1783.  Tucker, Four Lett. Nat. Subj., iii. 45. If … the Increase of Building [in London] … was looked upon to be no better than a Wen, or Excrescence, in the Body Politic.

43

1821.  Cobbett, Rural Rides (1885), I. 52. But what is to be the fate of the great wen of all? The monster, called … ‘the metropolis of the empire?’

44

1854.  H. Rogers, Ess. (1874), II. 6. Locke at once applies the knife to those huge wens of ‘ontology’ … which had so long impoverished … philosophy.

45

1871.  Kingsley, At Last, iii.
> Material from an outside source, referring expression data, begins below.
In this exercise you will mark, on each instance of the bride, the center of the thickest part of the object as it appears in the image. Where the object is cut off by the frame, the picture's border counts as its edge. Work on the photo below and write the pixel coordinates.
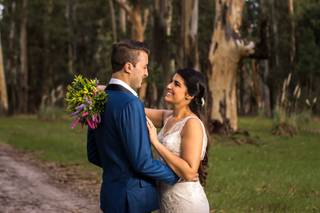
(182, 142)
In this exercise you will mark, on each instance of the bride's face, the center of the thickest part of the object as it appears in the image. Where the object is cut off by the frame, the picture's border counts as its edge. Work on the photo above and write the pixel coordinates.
(176, 91)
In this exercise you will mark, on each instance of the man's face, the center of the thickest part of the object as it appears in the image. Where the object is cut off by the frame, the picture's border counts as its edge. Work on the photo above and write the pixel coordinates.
(140, 70)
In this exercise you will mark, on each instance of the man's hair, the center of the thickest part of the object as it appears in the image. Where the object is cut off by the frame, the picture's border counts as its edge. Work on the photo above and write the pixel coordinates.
(126, 51)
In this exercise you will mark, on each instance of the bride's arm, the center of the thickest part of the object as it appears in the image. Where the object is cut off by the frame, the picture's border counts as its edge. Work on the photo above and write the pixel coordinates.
(187, 165)
(157, 116)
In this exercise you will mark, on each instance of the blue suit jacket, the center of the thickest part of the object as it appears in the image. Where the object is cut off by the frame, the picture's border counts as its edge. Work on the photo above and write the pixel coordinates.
(120, 145)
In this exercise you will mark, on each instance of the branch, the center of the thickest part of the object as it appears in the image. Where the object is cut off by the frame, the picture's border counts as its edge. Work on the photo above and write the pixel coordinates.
(124, 5)
(245, 49)
(145, 18)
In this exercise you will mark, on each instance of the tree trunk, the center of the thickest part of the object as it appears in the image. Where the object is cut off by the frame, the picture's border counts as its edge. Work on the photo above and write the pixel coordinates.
(23, 77)
(161, 45)
(3, 86)
(189, 54)
(226, 50)
(113, 21)
(11, 66)
(123, 20)
(70, 17)
(139, 25)
(292, 31)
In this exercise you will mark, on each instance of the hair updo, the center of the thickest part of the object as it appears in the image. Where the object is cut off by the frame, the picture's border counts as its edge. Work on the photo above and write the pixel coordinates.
(196, 87)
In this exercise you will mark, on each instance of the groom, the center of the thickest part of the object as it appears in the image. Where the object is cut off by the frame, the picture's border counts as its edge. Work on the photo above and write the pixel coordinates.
(120, 145)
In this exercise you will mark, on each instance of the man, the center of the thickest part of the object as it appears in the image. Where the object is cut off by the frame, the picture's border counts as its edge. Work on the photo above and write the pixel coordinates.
(120, 145)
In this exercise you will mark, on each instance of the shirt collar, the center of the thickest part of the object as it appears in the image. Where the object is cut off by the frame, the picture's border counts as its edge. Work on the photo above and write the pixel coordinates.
(122, 83)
Port of Spain would be such another wen upon the face of God’s earth as … the city of Havanna.

46

  † 2.  A spot, blemish, stain. lit. and fig. Obs. (Confused with WEM sb.)

47

1340.  Ayenb., 262. Þis boc is y-mad … Ham uor to berȝe uram alle manyere zen þet ine hare inwytte ne bleue no uoul wen.

48

1398.  Trevisa, Barth. De P. R., XVII. clxxviii. (1495), 720. The rote [of the wylde vyne] sod in reyne water and medlyd wyth wyne dooth awaye wennes [L. maculas].

49

1535.  Coverdale, Lev. xxii. 22. Yf it be blynde, or broken, or wounded, or haue a wen … they shal offre none soch vnto the Lorde.

50

1552.  Huloet, Wenne or fleshe spotte, neuus.

51

a. 1593.  Marlowe, Ovid’s Elegies, I. v. 18. Not one wen in her body could I spie.